More than 20 years later, the Baltimore Ravens’ 11-time Pro Bowl selection and six-time All-Pro is one of 15 finalists for induction into the Pro Football Hall of Fame. The 6-foot-9, 340-pound starter on Baltimore’s Super Bowl XXXV championship team is by all accounts a virtual certainty to join this year’s class in Canton, which is set to be unveiled Saturday afternoon roughly 24 hours before the Ravens play the San Francisco 49ers in Super Bowl XLVII.
When Ogden enrolled at St. Albans in junior high, Skip Grant was the athletic director of the boys’ prep school in Northwest, and he used to eat lunch with students in grades four through eight. Retired from St.
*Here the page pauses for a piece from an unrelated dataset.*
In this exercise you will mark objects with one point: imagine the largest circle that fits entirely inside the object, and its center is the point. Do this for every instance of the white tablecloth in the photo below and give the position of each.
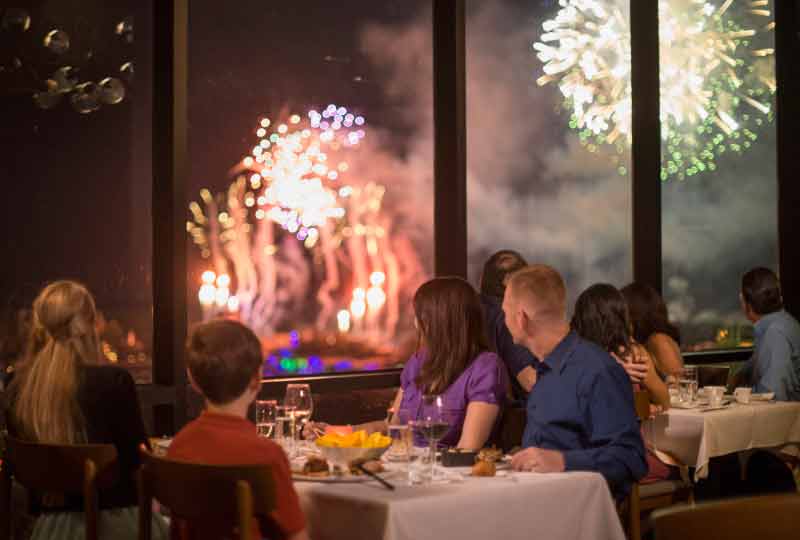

Albans since 1998, Grant never forgot Ogden’s imposing presence in the dining hall, or anywhere else.
“To see Jonathan moving around among average-sized youngsters his age was always pretty astounding because he was so much larger than his classmates,” said Grant, who coached Ogden, also an all-American in the shot put, in track and field. “I remember one time in particular when boys would wear shorts in the spring, and he was wearing his shorts, and I just looked at him, and I said, ‘Boy, if there’s ever an accurate description of a boy in a man’s body, he was just that.’”
By the time Ogden became a freshman, he had grown to 6-feet-4 and weighed every bit of 270 pounds, recalled Dave Baad, a former athletic director and assistant football coach at St. Albans. A year later, Ogden was still growing while starting at right tackle.
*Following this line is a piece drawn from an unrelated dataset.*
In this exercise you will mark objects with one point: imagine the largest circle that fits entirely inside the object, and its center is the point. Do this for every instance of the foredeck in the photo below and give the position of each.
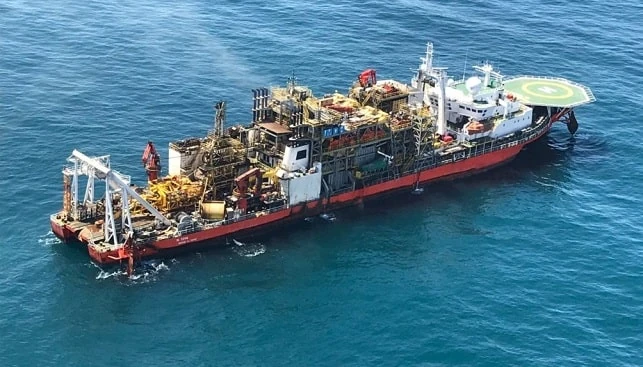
(551, 92)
As Ogden approached 300 pounds, his aptitude for learning quickly remained prolific. So intuitive was Ogden’s understanding of blocking techniques that rarely did coaches need to teach him more than once, and by his senior year, he was always in the right place when the team ran the counter trey made famous by the Washington Redskins.
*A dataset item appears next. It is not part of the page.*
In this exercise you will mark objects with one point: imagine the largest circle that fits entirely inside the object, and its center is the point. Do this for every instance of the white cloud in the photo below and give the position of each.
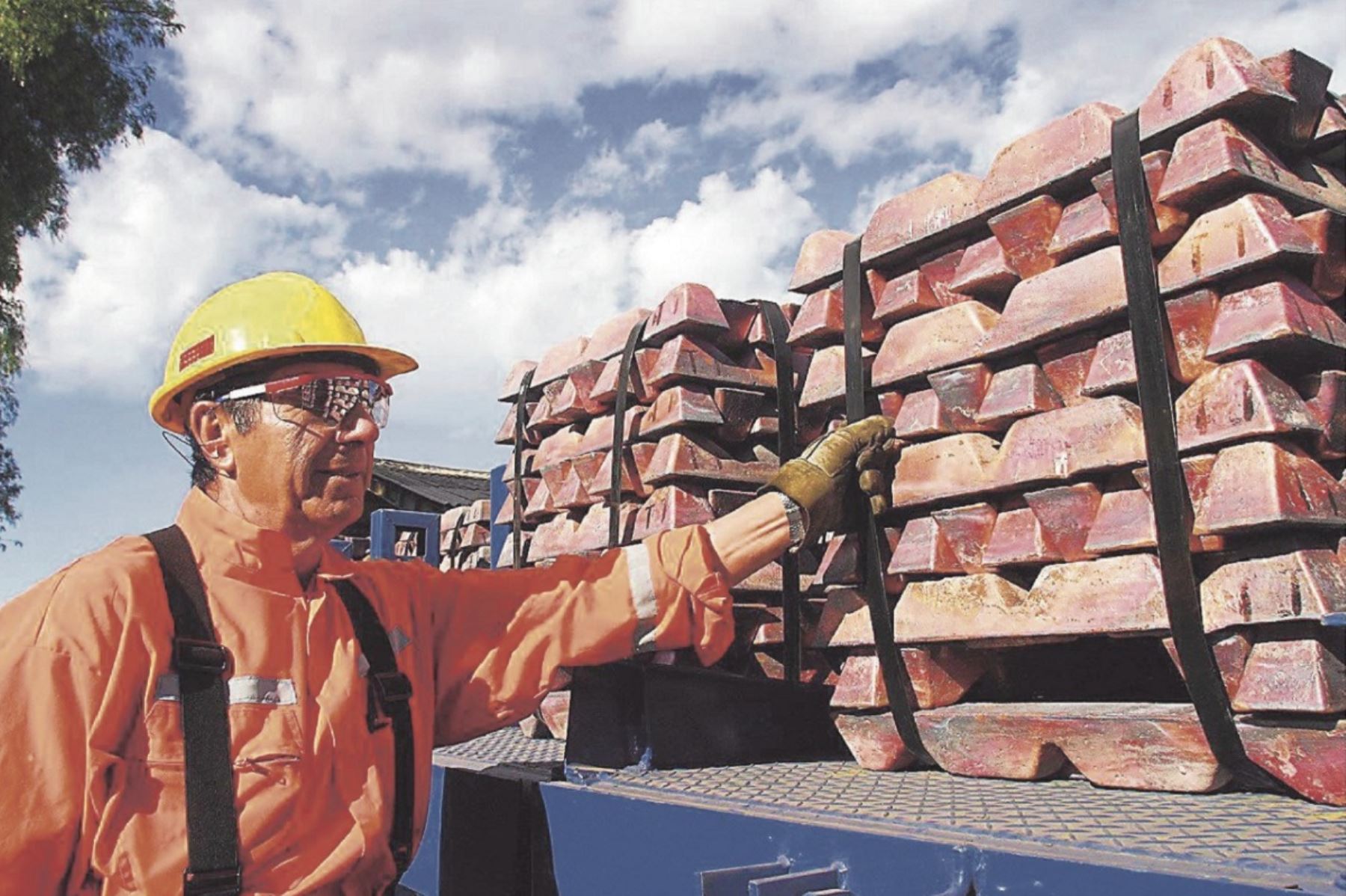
(645, 160)
(150, 236)
(514, 283)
“I could be just as calm as the next guy, and then about 15 or 20 minutes before the game I’d start to get into a different mind frame and just ready to try to inflict mass pain and damage on people,” Ogden said in a telephone interview from New Orleans, where the Super Bowl is being played. “It sounds a little crazy, but it is the way you have to approach the game to be successful.”
The offensive line coach at St. Albans then was Dave Mohler, who played college football at North Carolina and learned some of the finer points about blocking while watching Harris Barton up close. The three-time Super Bowl champion left tackle with the 49ers was a fifth-year senior when Mohler was a freshman at Chapel Hill, and Mohler called Ogden the superior pass blocker even in high school.
“He was just unbelievable,” said Mohler, adding Ogden’s uncanny knack to be able to toggle his demeanor from peaceful to punishing stood out as much as any of his pupil’s physical gifts.
Ogden was named All-Met Player of the Year as a senior and had several FBS scholarship offers. In the end, he chose UCLA over Florida because athletic officials there would permit him to participate in shot put in addition to football, and in 1996, he won the NCAA indoor title in the event.
When Ogden was at UCLA, he somewhat reluctantly moved from right to left tackle. The adjustment was so smooth that he allowed two sacks over 23 games as a junior and senior, won the Outland Trophy as the country’s best offensive lineman and became one of seven Bruins whose numbers were retired by the school.
The Ravens made Ogden the first pick in franchise history in 1996 at No. 4 overall and constructed much of the offense around him. In 2003, he helped Jamal Lewis rush for 2,066 yards and went on to be voted to the 2000 all-decade team. Four months after he announced his retirement in 2008, the Ravens inducted Ogden into their Ring of Honor.
“Wow, I mean just St. Albans to Canton,” Ogden said. “That would be quite the ride.”